クラレ・東レ…PFAS対応加速、素材メーカーが規制強化を商機に

クラレが製造する活性炭

素材大手が、規制が進む有機フッ素化合物(PFAS)への対応を強化している。米国で飲料水向けのPFAS規制強化が決まる中、クラレはPFASの除去に寄与する活性炭事業を拡大。東レは環境規制に応じ、PFASを使用しない先端半導体向けモールド離型フィルムを発売した。各社はPFAS問題に対処しながら、さらなる製品の技術革新と品質向上を目指している。(岡紗由美)

飲料水 高品質の水処理用活性炭

米国では4月、環境保護庁(EPA)がPFASに関する飲料水規制を最終決定した。飲料水中のペルフルオロオクタンスルホン酸(PFOS)やペルフルオロオクタン酸(PFOA)など6種類のPFASについて、最大汚染物質レベル(MCL)と呼ばれる法的強制力のあるレベルを設定。飲料水事業者は2027年までにモニタリングを実施し、基準値を超えた場合は29年までに対策の実施が求められることとなった。PFASの処理に利用可能な技術の一つである粒状活性炭を手がける素材メーカーにとっては、需要拡大の好機だ。

クラレは6月に開いた活性炭に関する経営説明会で米国での規制強化に触れ、「多くの自治体の水道事業者が、州の規制や世論の圧力などにより早期に対応する」と想定。活性炭を扱う環境ソリューション事業部の岩崎秀治事業部長補佐は「規制が強化されることで活性炭の交換頻度が高まる。活性炭の最大のサプライヤーとして、必要な能力を供給できるように事業を拡大していかなければならない」との意気込みを示した。同事業部の売上高を30年までに年平均10―13%伸ばしていく方針だ。

米国での飲料水規制の概要

その成長ドライバーの一つと位置付けるのが、水処理用などに展開する石炭系活性炭「FILTRASORB」だ。同製品の特徴は、表面と中心部でほぼ同じ吸着能力を持つこと。石炭を数マイクロメートル(マイクロは100万分の1)レベルまで粉砕した後、固めて再び数ミリメートル程度に破砕することで粒子同士の隙間を確保。これにより活性炭内部を含めて吸着性能を高め、吸着した物質が流出しにくくした。粉砕した石炭をいかにつぶさないように固めるかなど、独自の技術力で仕上げた製品だ。
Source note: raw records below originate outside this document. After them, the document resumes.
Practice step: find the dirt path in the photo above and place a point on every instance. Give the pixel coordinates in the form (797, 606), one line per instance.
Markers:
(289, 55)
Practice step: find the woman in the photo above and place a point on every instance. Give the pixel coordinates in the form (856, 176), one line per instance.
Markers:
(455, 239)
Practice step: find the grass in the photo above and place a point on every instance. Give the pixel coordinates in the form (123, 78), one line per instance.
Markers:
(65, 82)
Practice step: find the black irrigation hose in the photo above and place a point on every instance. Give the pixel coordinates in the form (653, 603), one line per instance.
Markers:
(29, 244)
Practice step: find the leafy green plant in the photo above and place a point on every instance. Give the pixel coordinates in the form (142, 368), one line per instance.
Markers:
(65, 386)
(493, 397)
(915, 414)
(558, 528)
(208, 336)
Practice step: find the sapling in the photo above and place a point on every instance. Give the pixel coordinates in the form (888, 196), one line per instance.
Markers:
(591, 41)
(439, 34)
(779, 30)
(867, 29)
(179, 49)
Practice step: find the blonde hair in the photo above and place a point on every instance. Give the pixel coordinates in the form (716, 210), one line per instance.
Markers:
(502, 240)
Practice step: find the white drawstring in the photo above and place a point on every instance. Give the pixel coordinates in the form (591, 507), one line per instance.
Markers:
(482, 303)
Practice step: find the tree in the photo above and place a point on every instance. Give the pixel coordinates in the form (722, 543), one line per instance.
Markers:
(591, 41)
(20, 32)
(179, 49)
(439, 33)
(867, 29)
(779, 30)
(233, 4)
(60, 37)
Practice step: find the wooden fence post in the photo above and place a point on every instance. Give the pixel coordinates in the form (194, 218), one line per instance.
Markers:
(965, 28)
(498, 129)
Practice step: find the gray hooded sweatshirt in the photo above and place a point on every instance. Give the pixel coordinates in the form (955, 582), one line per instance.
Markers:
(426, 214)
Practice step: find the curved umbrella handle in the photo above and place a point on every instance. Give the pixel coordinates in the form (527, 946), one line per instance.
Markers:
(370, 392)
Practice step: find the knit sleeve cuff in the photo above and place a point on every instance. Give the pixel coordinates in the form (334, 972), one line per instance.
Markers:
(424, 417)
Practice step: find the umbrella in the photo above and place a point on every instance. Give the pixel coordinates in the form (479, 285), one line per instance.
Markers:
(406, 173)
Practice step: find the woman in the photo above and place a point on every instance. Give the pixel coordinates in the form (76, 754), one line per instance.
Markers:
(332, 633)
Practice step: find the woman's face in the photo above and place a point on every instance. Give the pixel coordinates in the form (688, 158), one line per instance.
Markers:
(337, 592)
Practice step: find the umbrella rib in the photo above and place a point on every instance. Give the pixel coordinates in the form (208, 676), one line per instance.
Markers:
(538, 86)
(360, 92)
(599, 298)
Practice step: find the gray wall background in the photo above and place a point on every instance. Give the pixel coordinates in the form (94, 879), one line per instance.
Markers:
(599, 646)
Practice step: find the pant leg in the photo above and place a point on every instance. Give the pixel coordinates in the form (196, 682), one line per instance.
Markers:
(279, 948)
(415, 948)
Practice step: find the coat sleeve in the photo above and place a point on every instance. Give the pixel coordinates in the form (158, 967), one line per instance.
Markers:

クラレの強みは活性炭の用途に応じて細孔の大きさを制御し、必要な機能を持たせる独自技術とノウハウにある。石炭と木材、ヤシ殻のいずれの原料にも対応でき、除去したい分子の大きさに合わせた孔の分布を実現する製造方法を用意できる。併せて、品質の高さも特徴だ。原料には金属など不純物が含まれるが、分析能力を生かして不純物を特定。適切な除去工程を選ぶことができるという。複数の方法を組み合わせて不純物を取り除くことが、吸着率の高さにつながっている。

また、活性炭の製造で課題となる、温室効果ガス(GHG)排出量の削減にも取り組んでいる。その一例が、使用済み活性炭の再生だ。再生炭は新炭に比べ、GHG排出量を5分の1程度に低減できる。同社は使用状況や性能の劣化度合いを把握し、用法にあわせて再生プロセスを決定。これにより、新炭と同程度の性能を維持している。

クラレは現在、再生炭の拠点を米国各地のマーケット近くに複数構える。6月末には、産業用再生炭の製造販売や産業用機器レンタル事業を展開する米スプリント・エンバイロメンタル・サービス(テキサス州)から、産業用再生炭事業の譲渡を受けた。同拠点では産業用だけでなく、飲料水用再生炭の生産設備増強も視野に入れている。

半導体 離型フィルム、金型汚れ低減

東レは5月、先端半導体向けモールド離型フィルムを発売した。ポリエステルフィルムを使い、PFASフリーの離型層と革新的な微細構造制御技術「ナノアロイ技術」を活用することでフッ素系フィルムに近い柔軟性を実現。PFAS不使用ながら、モールディング工程で課題となっていた金型汚れを従来の5分の1以下に低減した。先端半導体製造の稼働率向上に貢献できると見ている。

東レが発売したPFAS不使用の半導体向けモールド離型フィルム

同製品は半導体パッケージングの後工程であるモールディング工程に使われる。モールド樹脂を覆い、外部環境から保護する役割を持つ工程で、モールド樹脂と金型の間には離型フィルムを設置するのが一般的だ。ただ従来の離型フィルムはPFAS材料が使われており、過度な柔軟性によるフィルム破れやシワの発生による歩留まり、生体への影響懸念が課題となっていた。

東レは独自技術により、金型汚れの原因物質を遮断するガスバリア性を向上。先端半導体の形状が複雑化していることを踏まえ、モールド成形時のフィルム破れや、シワがモールド樹脂に転写されるのを抑制する耐熱柔軟性も備えた。

同社はすでに、先端半導体分野を中心に想定を上回る問い合わせを受けているという。一部メーカーでは採用も始まっており、拡大に向けた評価も進んでいる。

フィルム事業本部ルミラー事業部門ルミラー事業第1部情報材料第2課の矢内真二課長は「30年をめどに、周辺用途を含めて売上高40億円を目標に掲げている。PFASフリーなど近年の環境規制への対応を進め、社会に貢献していきたい」と手応えを示す。

PFASの使用を避ける動きは、繊維分野にも広がる。足元ではPFAS不使用の撥水素材の開発や置き換えが進行中だ。帝人フロンティア(大阪市北区、平田恭成社長)では国内外の規制や欧米を中心とした顧客の声を受け、すでに大半がPFAS不使用の製品となっている。